This bill rewrites large portions of the Privacy Act (5 U.S.C. §552a) to bring the statute’s baseline definitions and obligations closer to how agencies actually handle digital data today. It replaces the old, citizenship‑based scope with a definition tied to a ‘‘U.S. person’’ or presence in the United States, defines ‘‘record’’ as any personally identifiable information an agency processes, and adds statutory definitions for ‘‘personally identifiable information’’ and ‘‘process.’nThe bill also tightens limits on collection, use, and disclosure: agencies must tie disclosures to listed purposes, publish the legal authority for each purpose, use only the minimum information necessary, and confine certain data‑matching uses.

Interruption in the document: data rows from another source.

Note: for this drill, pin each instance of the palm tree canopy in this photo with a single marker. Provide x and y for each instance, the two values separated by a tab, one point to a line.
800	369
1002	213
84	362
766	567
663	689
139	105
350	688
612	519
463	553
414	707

At the same time it raises enforcement stakes—expanding who can sue and increasing damages, fees, and the availability of punitive damages—and escalates criminal penalties for misuse of agency records. A two‑year general implementation window is provided, but the text creates immediate exceptions for a set of named entities and programs.
At a Glance
What It Does
The bill replaces several Privacy Act definitions so the Act covers any personally identifiable information processed by an agency, including device identifiers, and declares ‘‘process’’ to include analytics and structuring. It requires agencies to publish each purpose and the legal authority for uses of system‑of‑records data, to apply minimum‑necessary disclosure, and to limit certain automated matching uses for research. It expands civil remedies (including minimum and punitive awards) and creates new felony penalties for commercial exploitation of records.
Who It Affects
All federal agencies and any entity operating or processing a system of records for an agency (including contractors and interagency agreements), people physically in the U.S. and U.S. persons under FISA definitions, researchers using agency matches, and vendors that handle agency personally identifiable information.
Why It Matters
The statute’s scope, previously focused on citizens and permanent residents and on ‘‘records about individuals,’’ shifts to substance‑based coverage tied to PII processing. That change, paired with detailed transparency, minimum‑necessary rules, and much higher liability, will materially increase compliance obligations, change how agencies write contracts and interagency agreements, and raise litigation and criminal risk for mishandling federal data.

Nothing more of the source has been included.